The local mountain bike club runs an event called “FNL” at one of the trails. Riders assemble around eight o’clock at night and ride the circuit assisted by helmet or bar-mounted lights. I’ve always found some reason not to attend and last night was no different. I thought the trail conditions might be a little too rugged so I went to another trail system by myself.
In my anxious rush to try nighttime trail riding, I did not fully plan my trip and, as such, learned a few lessons that I thought I’d share. First of all, start your ride before it is completely dark and have your lights assembled and ready to go before you leave home. I arrived at the trail head at 8:30 and it was already dark. I had to mount and wire my lights in darkness, aided only by my helmet light. Not a major problem but it would have been smarter to have done this earlier in the day. Gearing up in the dark presents the opportunity to forget something or make a mistake in haste. Assemble and test your gear in daylight.
The second thing I learned is that there are a helluva lot more flying insects at night then during the day. In the few minutes it took to mount my lights and put on my shoes, my entire car was covered with insects. A short time later, I was covered in insects. It might have been the location and humidity, but I had given it no thought whatsoever, so the bugs became an unpleasant feature of the ride, like riding through anti-aircraft fire in a war movie.

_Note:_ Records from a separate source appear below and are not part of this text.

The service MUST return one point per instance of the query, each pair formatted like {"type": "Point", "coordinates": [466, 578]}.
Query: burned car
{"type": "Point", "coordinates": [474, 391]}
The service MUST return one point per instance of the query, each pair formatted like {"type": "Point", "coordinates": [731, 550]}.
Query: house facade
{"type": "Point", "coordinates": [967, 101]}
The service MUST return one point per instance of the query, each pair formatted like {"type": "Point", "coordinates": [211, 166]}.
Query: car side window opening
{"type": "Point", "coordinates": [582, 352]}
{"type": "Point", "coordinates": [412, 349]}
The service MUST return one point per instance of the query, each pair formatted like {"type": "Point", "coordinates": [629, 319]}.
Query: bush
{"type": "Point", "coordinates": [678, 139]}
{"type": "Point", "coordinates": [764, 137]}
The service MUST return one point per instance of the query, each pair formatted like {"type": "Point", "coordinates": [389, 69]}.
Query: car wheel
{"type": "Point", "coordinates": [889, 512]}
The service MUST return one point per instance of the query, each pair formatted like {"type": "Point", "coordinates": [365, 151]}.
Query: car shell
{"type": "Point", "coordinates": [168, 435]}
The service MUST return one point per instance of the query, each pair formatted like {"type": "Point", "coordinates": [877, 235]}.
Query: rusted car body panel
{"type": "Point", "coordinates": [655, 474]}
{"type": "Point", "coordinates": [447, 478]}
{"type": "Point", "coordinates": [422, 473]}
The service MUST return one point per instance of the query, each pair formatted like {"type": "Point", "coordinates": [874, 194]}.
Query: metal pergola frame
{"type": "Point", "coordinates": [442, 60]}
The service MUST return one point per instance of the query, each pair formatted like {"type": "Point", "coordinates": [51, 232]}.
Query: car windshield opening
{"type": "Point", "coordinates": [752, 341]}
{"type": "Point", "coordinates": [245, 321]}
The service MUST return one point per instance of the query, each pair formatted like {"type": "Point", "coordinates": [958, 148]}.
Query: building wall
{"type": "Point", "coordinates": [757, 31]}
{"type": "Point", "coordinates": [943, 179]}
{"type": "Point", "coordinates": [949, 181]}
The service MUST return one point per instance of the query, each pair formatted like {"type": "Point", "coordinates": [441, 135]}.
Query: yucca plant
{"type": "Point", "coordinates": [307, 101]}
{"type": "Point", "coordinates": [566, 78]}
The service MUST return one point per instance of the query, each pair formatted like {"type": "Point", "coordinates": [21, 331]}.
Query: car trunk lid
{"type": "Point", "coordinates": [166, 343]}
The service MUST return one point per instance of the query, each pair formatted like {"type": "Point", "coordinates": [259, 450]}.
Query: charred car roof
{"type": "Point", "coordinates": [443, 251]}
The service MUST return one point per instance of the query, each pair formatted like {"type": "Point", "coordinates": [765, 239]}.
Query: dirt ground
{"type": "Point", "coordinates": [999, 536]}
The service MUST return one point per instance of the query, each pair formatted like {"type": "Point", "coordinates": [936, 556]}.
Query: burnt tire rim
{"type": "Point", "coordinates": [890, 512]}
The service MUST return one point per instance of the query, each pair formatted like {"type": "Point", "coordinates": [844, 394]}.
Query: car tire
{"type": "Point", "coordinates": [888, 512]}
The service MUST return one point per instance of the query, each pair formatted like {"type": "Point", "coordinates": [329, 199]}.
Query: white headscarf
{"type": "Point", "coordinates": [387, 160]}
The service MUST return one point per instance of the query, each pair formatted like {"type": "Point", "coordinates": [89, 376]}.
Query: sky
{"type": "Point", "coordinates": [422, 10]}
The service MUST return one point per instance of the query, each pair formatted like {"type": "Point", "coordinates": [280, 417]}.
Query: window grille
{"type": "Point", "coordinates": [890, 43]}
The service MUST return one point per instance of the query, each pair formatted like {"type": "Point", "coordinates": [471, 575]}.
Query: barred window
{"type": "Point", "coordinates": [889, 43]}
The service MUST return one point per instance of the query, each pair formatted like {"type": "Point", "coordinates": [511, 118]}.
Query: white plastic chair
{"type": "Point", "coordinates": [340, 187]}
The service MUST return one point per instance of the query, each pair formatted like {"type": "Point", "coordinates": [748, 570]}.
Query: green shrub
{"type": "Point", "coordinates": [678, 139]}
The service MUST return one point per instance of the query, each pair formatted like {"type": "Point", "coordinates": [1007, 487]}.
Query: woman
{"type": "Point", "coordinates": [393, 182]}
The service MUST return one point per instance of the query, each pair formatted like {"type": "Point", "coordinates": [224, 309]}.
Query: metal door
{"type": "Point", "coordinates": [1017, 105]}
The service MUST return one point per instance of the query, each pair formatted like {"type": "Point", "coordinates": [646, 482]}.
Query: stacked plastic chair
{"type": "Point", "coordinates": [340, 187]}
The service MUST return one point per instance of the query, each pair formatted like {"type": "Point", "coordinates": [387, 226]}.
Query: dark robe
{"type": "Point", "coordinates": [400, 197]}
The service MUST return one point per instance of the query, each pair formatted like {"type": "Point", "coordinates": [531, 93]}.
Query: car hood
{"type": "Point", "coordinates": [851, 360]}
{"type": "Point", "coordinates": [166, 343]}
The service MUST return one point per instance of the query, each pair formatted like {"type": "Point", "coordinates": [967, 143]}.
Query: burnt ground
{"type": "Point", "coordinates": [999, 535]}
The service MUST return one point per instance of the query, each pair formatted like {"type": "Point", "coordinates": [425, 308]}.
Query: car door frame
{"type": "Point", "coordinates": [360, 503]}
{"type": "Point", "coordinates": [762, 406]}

Your depth perception, and perception in general, is different at night. Although I have ridden this particular trail many times before, it looked completely different last night in the dark with tiny (but bright) lights illuminating the path. At some points it seemed the trail was enveloping me, that every bush and branch was two inches from my head. Here’s another reason to start your ride before complete darkness, so you can be familiar with the trail at dusk so it does not look foreign when the light is gone.
Mountain biking is messy. I’ve done very little mountain biking since spring, spending most of my time on the road. Until recently, I had been transporting my bikes on a hitch rack; however, this spring I decided I preferred keeping the road bike inside my car to eliminate the fuss of the rack. Road biking, after all, is a sterile activity. Last night, I put the bike into the back of the car without planning for the unavoidable dirt and mud that comes with riding on trails. And don’t you know I ran through every mud puddle on the trail. That sloppy mess was transferred to the inside of my car. Next time, the hitch rack will be employed to eliminate the need to clean the car the next morning. Mountain bikes belong outside the car.
Any time spent on a bike is quality time. Last night’s ride was not that enjoyable but it taught me important lessons about preparation so that my next FNL outing will be enjoyable.